Question

What effects might you expect in a mammal whose major hemoglobin is mutated such that it lacks a Bohr effect? Include an oxygen dissociation curve and a description of the Bohr effect in the answer

Answer 1

Answer)

Bohr effect -

The effect of partial pressure of carbondioxide and hydrogen ion concentration on the oxygen affinity of hemoglobin is called bohr effect.

Increase in carbondioxide causes increase in partial pressure of carbondioxide and increase in hydrogen ion concentration causes decrease in pH. These conditions result in the reduction of the affinity of hemoglobin for oxygen.
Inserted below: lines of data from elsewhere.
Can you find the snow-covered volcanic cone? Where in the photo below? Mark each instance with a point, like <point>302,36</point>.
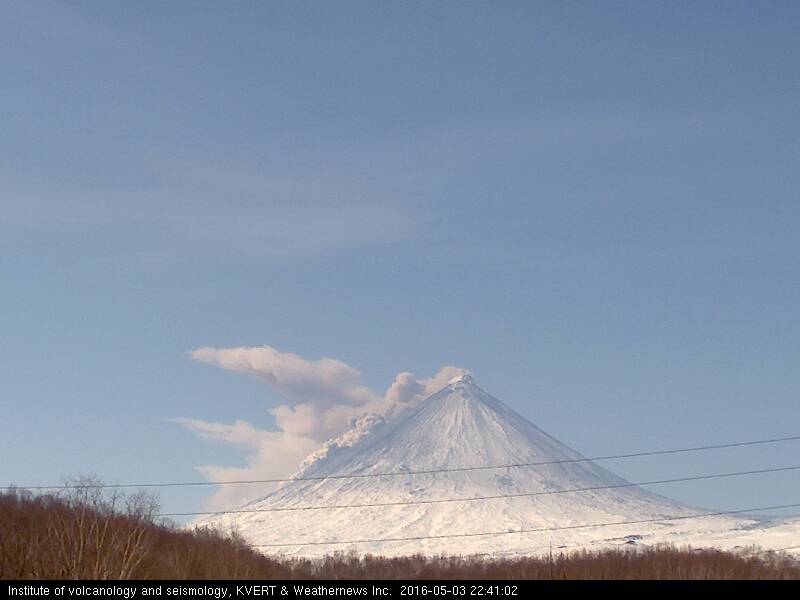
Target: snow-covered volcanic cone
<point>459,427</point>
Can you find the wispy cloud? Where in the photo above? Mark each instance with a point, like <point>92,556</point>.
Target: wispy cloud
<point>325,399</point>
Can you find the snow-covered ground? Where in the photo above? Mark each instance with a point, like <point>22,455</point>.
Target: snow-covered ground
<point>459,427</point>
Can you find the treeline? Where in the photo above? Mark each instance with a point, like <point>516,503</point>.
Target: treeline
<point>90,533</point>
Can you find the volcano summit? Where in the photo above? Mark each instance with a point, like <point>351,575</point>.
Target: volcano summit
<point>441,478</point>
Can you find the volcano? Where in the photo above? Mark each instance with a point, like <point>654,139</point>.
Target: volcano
<point>455,475</point>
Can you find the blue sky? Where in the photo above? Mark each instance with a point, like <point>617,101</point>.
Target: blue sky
<point>592,206</point>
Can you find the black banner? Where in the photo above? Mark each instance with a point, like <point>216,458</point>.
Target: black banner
<point>223,590</point>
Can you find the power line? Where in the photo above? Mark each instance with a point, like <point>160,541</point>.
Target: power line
<point>420,472</point>
<point>537,530</point>
<point>477,498</point>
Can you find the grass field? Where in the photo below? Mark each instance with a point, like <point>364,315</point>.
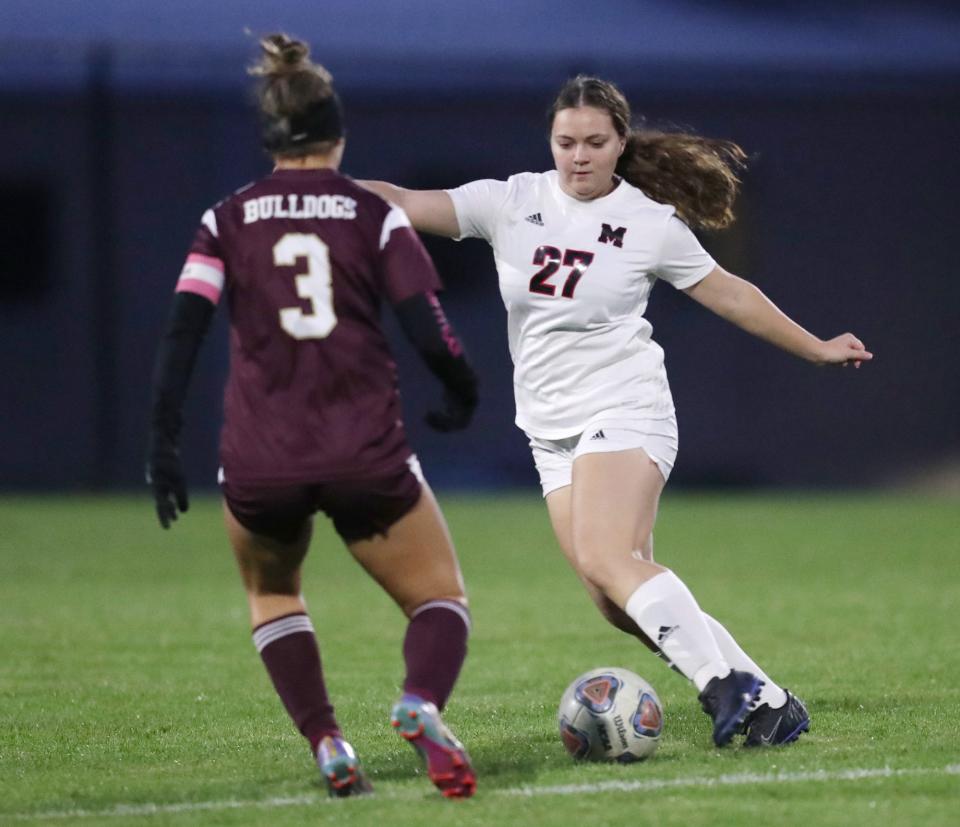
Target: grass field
<point>130,692</point>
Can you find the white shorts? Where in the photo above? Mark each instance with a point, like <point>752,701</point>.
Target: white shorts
<point>554,457</point>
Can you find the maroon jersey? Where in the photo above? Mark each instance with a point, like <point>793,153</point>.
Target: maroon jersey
<point>304,258</point>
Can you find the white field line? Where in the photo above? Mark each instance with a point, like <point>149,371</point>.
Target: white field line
<point>645,785</point>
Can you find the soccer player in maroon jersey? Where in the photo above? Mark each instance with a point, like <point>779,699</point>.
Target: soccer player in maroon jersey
<point>312,417</point>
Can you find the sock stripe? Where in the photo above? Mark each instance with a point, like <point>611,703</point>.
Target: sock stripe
<point>267,633</point>
<point>451,605</point>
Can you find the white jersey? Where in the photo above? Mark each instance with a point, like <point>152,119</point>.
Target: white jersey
<point>575,277</point>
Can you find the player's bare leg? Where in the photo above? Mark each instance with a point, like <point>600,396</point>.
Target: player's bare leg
<point>284,637</point>
<point>416,565</point>
<point>558,506</point>
<point>614,503</point>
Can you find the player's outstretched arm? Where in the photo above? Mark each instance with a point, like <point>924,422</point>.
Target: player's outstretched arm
<point>430,211</point>
<point>742,303</point>
<point>189,321</point>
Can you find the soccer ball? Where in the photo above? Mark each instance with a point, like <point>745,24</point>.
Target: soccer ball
<point>610,714</point>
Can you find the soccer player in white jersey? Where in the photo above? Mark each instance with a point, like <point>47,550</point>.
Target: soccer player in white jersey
<point>578,250</point>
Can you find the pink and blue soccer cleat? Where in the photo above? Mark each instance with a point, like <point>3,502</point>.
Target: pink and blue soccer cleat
<point>448,764</point>
<point>341,768</point>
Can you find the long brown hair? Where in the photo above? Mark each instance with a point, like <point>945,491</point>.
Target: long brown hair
<point>696,175</point>
<point>292,87</point>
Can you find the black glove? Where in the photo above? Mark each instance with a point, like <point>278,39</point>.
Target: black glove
<point>456,413</point>
<point>165,477</point>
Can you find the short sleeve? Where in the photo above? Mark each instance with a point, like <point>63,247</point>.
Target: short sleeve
<point>405,265</point>
<point>204,271</point>
<point>683,261</point>
<point>478,204</point>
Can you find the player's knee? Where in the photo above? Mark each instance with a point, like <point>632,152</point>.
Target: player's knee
<point>596,564</point>
<point>457,604</point>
Bohr effect is loading of carbondioxide to blood causes unloading of oxygen i.e hemoglobin binds to carbondioxide by dissociating from oxygen forming deoxyhemoglobin.

This phenomenon is seen at tissue level, where carbondioxide levels are high.

Oxygen-hemoglobin dissociation curve explains the relation between saturation of hemoglobin and partial pressure of oxygen.

This curve shifts to right, when there is high affinity of hemoglobin for carbondioxide.

This curve shifts to left, when there is high affinity of hemoglobin for oxygen.

Oxygen-hemoglobin dissociation curve shifts to right in bohr effect.

Mutation in hemoglobin such it lacks a bohr effect -

As there is no bohr effect, the affinity of hemoglobin for oxygen increases, so that hemoglobin is more saturated and affinity for carbondioxide decreases.

As affinity of hemoglobin for oxygen increases, more hemoglobin binds to oxygen causing less release of oxygen to the tissues.

Less delivery or release of oxygen to tissues leads to hypoxia (lack of enough oxygen) of tissues, so that tissues cannot function properly and may die.

The oxygen-hemoglobin dissociation curve shifts to left in this condition.